Um grande destaque são os produtos oftálmicos, algo que, antigamente, era deixado de lado e quando o problema realmente persistia, os donos compravam produtos para seres humanos e aplicavam nos pets. Hoje, isso já é bem diferente e os animais já podem contar com um tratamento feito sob medida.

Esse é o caso de algumas farmácias de manipulação pet, como a Fórmula Animal, que vem investindo constantemente em inovações para que o público pet possa ser tratado da melhor maneira possível. Atualmente, por exemplo, a empresa oferece produtos oftálmicos manipulados, algo ainda muito difícil de encontrar no Brasil, potencializando os cuidados em algumas enfermidades animais.

De acordo com o Instituto Brasileiro de Geografia e Estatística (IBGE) são mais de 50 milhões de cães e 22 milhões de gatos, tornando o Brasil o quarto maior do mundo em população total de animais de estimação. Esse mercado faturou mais de R$ 20 bilhões em 2017, sendo o 3º maior do mundo em faturamento. Um dos destaques é o setor farmacêutico, que ganha espaço ano após ano, estando hoje na 4ª posição dos que mais crescem neste nicho, tendo alcançado mais de 15% de aumento desde o ano de 2015.

Mas, é preciso entender um pouco esse cenário:

Como são feitos os produtos oftálmicos?

No caso da manipulação, eles devem ser obrigatoriamente produzidos em um laboratório estéril, voltado unicamente para a produção do mesmo, regra que deve ser seguida para quaisquer medicamentos deste perfil. Só para se ter uma ideia, como esse tipo de produto vai diretamente para os olhos dos animais, o cuidado na sua formulação e manipulação devem ser levados ao extremo, feitos realmente em um ambiente estéril e seguro como se pode ver no link https://www.formulanimal.com.br/pt/Oftalmico

Qual a necessidade no desenvolvimento desse serviço?

Segundo Marcelo Piazera, sócio-fundador da Fórmula Animal, “Era uma demanda grande dos veterinários, pela dificuldade de encontrar esses produtos exclusivos veterinários.
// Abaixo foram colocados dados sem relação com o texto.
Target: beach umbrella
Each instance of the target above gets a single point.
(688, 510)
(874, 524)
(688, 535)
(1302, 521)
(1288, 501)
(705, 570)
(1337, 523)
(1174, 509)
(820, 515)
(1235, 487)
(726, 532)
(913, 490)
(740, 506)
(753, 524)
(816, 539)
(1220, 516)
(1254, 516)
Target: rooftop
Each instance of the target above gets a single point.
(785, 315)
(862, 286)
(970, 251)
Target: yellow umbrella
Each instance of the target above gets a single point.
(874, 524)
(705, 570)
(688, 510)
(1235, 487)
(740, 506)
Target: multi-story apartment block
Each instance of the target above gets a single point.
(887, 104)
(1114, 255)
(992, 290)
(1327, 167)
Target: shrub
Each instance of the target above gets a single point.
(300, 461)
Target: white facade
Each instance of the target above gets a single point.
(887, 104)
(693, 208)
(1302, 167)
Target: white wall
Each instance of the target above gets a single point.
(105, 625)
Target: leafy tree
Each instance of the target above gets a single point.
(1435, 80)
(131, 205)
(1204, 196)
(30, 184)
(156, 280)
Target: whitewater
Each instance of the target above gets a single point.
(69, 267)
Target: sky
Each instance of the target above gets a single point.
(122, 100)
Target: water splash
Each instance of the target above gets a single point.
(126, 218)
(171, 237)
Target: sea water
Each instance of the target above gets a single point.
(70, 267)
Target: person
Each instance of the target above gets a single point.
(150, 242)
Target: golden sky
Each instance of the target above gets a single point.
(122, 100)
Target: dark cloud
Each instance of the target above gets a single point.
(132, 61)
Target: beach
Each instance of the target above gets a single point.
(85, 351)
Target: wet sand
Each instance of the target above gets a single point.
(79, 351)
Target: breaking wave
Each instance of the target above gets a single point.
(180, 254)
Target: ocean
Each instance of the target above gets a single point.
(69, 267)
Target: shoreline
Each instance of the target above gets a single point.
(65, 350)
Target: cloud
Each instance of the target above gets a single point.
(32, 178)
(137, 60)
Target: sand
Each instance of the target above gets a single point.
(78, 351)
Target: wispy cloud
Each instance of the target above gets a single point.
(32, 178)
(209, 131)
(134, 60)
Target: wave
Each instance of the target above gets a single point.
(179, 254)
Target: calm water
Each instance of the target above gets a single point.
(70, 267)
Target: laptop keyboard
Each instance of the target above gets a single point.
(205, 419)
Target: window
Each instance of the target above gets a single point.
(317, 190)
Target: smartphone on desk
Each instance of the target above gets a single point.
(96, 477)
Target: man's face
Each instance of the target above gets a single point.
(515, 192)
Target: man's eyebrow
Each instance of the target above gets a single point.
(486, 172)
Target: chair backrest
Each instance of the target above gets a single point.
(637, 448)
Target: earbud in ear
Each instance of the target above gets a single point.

Muitas vezes os tutores acabavam recorrendo a farmácias estéreis humanas para conseguir o medicamento, porém sempre encontrando limitação pela falta de especialização veterinária”, comenta.

Ainda de acordo com o executivo, “os cuidados do setor farmacêutico são elaborados visando atender a uma demanda constante de prevenção, acompanhamento e tratamento de doenças em animais. Assim como para os humanos, a medicina está correndo contra o tempo, no lado veterinário isso não é diferente”.

Quais as enfermidades esses produtos (pomadas e colírios) irão combater?
São diversos os problemas oculares que utilizam pomadas e colírios. Um dos mais comuns, principalmente em cães, é a Ceratoconjuntivite Seca, também conhecida como olho seco. Os medicamentos mais usados são a base de Ciclosporina e Tacrolimus.

Raças de cachorros, como Schnauzer e LhasaApso, que contêm o pelo mais longo, também estão mais suscetíveis a ter irritação ocular. Por isso, a dica é que a tosa seja realizada com maior frequência, evitando, assim, que o pelo possa cair no olho e provocar incômodo.

Mas, existem muitas outras doenças comuns, como Cataratas, Conjuntivite e Glaucoma. Para todas elas há a necessidade de um constante cuidado e uso de medicamentos feitos sob medida, aumentando as chances de o animal melhorar e até mesmo ficar totalmente curado.

Tanto a pomada como o colírio podem ser aplicados em cães e gatos? Alguma dica para pingar o colírio no pet?
Piazera reforça que esses medicamentos podem sim ser usados tanto por cães como por gatos. “A instilação no olho dos animais deve ser feita com as mãos limpas. Uma gota do colírio ou fina camada de pomada no olho afetado costuma ser a indicação, sendo suficiente para boa absorção do medicamento. Mas, para ter certeza de estar fazendo o melhor tratamento, é melhor pegar indicações específicas para o problema do bichinho com o médico veterinário”.